Father Le Bihan is stating here that the moral truths and teachings that he discovered among the Zulu and Basotho [11] illustrate without a doubt that, like the other nations they were heirs of the primitive revelation offered to the human race from its very inception. That is why, he says, it is easy to preach the Gospel to the Basotho. They immediately recognize it as a truth they always believed. Father had already written at the beginning of his article: “The proof that our words find an echo here is the fact that this word brought about the conversion of a large number. This paganism that seems to be nothing more than a heap of superstitious and immoral practices [according to his young confrere], conceals some basic elements that bear the genuine stamp of an enlightenment or a knowledge left in their souls by the One who created all of us and brought us into this world. That is why when the word of the one sent by God falls upon it, it is received not as something foreign, but as if it belonged, speaking a language which is understood […] Every missionary welcomed in the midst of a people, no matter how Kaffir it might be in its beliefs and its customs [here again an allusion to his confrere’s way of speaking], should not fear that his words fall into a void. On the contrary, it falls like the water of life-giving rain upon the soil in whose depths there is a hidden seed, planted there by the hand of the Divine Creator. The work consists in removing all the undergrowth and turning over the soil”.

Father Le Bihan ends with this advice to young missionaries (he was 64 years old when he wrote this text): “In conclusion, I do dare, therefore, to offer encouragement to the young fathers.
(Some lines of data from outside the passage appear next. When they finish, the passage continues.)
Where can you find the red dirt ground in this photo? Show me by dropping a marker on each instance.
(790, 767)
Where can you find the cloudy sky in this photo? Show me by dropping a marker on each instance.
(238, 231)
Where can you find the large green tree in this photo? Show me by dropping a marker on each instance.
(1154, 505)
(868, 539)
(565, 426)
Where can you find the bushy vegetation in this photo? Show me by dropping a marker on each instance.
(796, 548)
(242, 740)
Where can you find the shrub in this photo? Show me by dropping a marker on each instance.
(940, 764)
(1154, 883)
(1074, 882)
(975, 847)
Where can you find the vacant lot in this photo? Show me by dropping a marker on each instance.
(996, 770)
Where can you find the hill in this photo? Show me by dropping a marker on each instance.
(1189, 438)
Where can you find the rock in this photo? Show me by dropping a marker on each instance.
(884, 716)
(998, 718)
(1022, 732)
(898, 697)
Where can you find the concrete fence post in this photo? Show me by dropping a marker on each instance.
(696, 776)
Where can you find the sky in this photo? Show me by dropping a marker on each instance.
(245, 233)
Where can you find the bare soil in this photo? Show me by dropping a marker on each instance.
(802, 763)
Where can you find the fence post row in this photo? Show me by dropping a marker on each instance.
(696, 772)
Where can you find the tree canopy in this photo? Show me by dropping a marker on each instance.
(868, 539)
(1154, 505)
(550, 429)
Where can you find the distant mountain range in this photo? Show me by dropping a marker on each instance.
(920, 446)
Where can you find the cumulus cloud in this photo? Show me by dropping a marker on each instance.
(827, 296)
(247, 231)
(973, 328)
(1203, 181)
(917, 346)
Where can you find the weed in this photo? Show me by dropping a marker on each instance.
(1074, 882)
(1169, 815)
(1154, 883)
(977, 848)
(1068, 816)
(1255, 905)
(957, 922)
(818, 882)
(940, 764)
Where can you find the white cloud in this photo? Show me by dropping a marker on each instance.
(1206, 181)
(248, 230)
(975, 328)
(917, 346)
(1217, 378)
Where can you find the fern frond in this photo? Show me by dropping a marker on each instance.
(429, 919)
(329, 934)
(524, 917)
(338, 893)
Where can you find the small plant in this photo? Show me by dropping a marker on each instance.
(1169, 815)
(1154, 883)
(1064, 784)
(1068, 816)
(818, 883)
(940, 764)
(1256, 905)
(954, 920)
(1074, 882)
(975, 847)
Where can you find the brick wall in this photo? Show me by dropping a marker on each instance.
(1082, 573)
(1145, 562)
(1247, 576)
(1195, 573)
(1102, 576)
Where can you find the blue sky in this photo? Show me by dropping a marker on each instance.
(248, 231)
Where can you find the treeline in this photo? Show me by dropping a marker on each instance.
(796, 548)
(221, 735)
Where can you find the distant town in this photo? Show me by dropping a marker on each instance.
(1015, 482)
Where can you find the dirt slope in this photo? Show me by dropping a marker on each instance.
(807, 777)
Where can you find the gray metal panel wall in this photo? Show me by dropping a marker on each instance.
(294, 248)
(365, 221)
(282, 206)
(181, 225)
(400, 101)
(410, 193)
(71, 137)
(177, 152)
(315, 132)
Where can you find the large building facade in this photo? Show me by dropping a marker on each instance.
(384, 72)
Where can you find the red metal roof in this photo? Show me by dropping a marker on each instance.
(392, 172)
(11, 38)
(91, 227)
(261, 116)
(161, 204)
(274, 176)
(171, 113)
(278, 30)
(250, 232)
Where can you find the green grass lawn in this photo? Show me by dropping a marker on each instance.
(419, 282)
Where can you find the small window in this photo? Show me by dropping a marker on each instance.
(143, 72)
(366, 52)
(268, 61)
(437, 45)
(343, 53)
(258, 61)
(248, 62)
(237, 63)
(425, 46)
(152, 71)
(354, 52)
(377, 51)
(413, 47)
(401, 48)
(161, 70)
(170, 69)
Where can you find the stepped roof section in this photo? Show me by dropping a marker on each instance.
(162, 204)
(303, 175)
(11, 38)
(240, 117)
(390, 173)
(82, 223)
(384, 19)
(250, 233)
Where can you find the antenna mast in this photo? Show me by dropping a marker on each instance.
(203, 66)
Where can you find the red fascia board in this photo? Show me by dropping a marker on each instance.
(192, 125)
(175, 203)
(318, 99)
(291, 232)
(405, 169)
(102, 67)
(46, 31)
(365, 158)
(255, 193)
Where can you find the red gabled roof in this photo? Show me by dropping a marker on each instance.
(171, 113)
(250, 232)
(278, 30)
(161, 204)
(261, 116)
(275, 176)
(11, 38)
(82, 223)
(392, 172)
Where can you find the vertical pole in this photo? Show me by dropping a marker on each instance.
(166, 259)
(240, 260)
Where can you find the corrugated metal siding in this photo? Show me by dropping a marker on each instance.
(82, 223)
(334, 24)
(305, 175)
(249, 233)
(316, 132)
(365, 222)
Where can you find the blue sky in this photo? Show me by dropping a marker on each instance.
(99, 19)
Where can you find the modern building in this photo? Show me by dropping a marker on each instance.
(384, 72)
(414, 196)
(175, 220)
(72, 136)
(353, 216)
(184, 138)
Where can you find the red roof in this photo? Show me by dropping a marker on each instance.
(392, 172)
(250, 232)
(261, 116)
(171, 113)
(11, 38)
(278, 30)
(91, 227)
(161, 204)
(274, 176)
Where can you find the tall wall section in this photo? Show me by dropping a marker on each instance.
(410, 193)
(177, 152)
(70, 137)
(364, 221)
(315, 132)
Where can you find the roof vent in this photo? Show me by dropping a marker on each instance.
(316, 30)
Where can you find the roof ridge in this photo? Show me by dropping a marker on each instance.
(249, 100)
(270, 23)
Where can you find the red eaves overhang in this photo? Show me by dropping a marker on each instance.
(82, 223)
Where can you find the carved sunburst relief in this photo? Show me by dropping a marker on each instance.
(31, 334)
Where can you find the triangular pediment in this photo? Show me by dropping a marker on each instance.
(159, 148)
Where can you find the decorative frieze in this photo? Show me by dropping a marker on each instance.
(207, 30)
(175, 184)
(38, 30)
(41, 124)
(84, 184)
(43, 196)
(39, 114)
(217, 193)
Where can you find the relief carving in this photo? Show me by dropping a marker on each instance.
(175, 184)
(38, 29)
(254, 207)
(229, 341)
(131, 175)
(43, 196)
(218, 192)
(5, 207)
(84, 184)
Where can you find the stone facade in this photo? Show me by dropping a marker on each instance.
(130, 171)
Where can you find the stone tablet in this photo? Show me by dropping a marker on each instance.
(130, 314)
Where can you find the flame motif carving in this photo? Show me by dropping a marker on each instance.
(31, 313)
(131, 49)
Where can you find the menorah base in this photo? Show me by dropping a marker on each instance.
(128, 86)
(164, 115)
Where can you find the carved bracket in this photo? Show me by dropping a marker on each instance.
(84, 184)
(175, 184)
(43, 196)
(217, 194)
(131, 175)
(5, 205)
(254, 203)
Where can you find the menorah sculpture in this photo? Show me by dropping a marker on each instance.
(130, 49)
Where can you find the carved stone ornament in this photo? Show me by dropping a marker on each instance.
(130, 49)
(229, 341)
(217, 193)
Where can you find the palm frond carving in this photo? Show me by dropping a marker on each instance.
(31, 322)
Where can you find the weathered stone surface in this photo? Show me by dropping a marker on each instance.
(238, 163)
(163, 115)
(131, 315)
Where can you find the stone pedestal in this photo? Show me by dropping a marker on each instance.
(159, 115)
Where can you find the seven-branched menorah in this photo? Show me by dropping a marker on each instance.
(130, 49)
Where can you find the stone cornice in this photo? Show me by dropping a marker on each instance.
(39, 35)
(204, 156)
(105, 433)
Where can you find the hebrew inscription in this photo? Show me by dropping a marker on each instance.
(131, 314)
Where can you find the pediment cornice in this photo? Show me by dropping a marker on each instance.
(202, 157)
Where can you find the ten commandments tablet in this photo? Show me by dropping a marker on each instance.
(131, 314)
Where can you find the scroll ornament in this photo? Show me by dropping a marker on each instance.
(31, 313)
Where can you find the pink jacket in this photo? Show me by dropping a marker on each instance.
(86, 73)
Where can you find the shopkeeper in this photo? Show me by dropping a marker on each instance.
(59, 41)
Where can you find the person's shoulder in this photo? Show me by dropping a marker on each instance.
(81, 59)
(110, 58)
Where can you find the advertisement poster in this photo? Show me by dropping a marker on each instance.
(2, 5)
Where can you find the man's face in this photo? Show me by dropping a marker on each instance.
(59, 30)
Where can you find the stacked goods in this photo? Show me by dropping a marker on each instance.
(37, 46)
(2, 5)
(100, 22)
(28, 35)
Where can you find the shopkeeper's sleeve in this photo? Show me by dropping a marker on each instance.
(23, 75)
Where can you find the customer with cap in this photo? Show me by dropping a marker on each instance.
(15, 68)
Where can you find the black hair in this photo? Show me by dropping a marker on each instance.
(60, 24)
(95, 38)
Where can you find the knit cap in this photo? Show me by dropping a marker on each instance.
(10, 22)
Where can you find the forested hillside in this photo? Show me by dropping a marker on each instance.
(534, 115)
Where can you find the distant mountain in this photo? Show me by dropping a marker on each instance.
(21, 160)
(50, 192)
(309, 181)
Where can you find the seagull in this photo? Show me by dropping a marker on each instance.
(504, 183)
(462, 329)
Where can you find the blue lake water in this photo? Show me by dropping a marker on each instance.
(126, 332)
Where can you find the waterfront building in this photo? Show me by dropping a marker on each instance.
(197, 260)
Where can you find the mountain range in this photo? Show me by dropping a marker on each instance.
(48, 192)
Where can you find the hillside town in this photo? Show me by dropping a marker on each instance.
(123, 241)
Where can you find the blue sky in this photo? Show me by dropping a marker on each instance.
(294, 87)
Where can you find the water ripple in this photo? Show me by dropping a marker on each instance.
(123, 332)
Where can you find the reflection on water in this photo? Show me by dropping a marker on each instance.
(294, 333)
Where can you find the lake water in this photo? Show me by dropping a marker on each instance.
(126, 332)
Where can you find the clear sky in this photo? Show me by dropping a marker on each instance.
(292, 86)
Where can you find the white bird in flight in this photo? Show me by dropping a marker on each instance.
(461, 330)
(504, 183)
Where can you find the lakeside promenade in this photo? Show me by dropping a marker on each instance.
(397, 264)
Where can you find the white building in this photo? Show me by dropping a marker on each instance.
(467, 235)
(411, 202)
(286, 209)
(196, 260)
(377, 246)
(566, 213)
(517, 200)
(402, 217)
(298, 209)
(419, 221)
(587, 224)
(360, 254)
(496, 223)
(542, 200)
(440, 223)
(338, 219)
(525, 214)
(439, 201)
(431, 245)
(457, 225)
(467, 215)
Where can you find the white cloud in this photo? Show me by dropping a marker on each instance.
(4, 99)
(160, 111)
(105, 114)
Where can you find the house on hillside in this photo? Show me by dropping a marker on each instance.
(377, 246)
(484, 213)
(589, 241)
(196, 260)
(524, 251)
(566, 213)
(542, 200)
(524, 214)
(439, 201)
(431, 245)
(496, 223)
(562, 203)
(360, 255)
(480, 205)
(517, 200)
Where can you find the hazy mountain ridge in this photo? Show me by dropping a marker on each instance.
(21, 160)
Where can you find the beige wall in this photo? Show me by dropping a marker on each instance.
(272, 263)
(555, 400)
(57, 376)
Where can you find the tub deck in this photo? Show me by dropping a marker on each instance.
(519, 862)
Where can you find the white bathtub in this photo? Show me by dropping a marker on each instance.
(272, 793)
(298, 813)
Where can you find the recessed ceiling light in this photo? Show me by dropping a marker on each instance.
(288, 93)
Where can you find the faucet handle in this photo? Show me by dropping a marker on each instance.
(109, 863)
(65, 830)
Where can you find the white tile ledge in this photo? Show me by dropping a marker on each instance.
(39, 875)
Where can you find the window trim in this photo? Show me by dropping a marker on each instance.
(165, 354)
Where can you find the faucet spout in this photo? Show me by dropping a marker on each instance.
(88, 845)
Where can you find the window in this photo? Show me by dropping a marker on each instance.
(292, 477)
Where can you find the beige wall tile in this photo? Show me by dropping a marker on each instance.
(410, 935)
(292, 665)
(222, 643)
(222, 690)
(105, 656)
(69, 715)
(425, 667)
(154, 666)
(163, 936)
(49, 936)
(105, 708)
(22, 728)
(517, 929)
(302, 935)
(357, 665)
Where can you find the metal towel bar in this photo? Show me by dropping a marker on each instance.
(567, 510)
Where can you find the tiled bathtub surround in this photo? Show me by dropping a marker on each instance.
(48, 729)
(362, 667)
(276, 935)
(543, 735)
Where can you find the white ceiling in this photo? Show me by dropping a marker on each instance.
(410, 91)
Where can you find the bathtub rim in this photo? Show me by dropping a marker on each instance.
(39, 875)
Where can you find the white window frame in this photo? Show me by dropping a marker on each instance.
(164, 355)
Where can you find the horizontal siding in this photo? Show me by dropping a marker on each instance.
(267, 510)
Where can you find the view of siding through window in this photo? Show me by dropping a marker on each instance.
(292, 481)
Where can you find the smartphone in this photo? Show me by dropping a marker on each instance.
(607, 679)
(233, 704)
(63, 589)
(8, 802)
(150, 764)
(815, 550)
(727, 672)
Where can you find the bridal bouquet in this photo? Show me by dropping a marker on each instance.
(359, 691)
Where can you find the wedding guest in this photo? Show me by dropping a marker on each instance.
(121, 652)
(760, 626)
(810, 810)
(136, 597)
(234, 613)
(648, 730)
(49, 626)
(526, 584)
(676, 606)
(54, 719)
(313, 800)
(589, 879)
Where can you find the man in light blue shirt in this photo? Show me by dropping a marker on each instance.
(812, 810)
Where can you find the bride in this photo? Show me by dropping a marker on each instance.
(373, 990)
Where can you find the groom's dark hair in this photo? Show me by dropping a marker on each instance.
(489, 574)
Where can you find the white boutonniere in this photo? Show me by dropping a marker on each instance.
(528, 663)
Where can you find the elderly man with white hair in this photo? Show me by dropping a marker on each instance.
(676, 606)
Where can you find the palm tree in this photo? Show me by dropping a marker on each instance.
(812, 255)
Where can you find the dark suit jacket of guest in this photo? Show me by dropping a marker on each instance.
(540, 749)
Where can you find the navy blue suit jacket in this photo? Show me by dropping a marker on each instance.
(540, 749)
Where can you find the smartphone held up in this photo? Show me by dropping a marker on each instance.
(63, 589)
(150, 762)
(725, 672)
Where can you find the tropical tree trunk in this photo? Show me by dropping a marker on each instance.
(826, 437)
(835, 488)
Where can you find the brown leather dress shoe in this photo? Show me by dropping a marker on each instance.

Let them have confidence in their mission. The seeds are there in the depth of souls. Their words, falling like the water of a life-giving rain, will cause the seeds to sprout, grow, bear fruit for eternal life, thus fulfilling this prophecy of Isaiah: “Lauda sterilis quae non paris; decanta laudem, et hinni, quae non pariebas: quoniam multi filii desertae magis quam ejus quae habet virum, dicit Dominus. Dilata lacum tentorii tui et pelles tabernaculorum tuorum extende, ne parcas; longos fac funiculos tuos, et clavos tuos consolida” (Isaiah 54:1-2). [12]

It would certainly be possible to find similar texts in the writings of a number of Oblate missionaries at the end of the nineteenth century and the beginning of the twentieth. But the one we quoted here will suffice for our purposes.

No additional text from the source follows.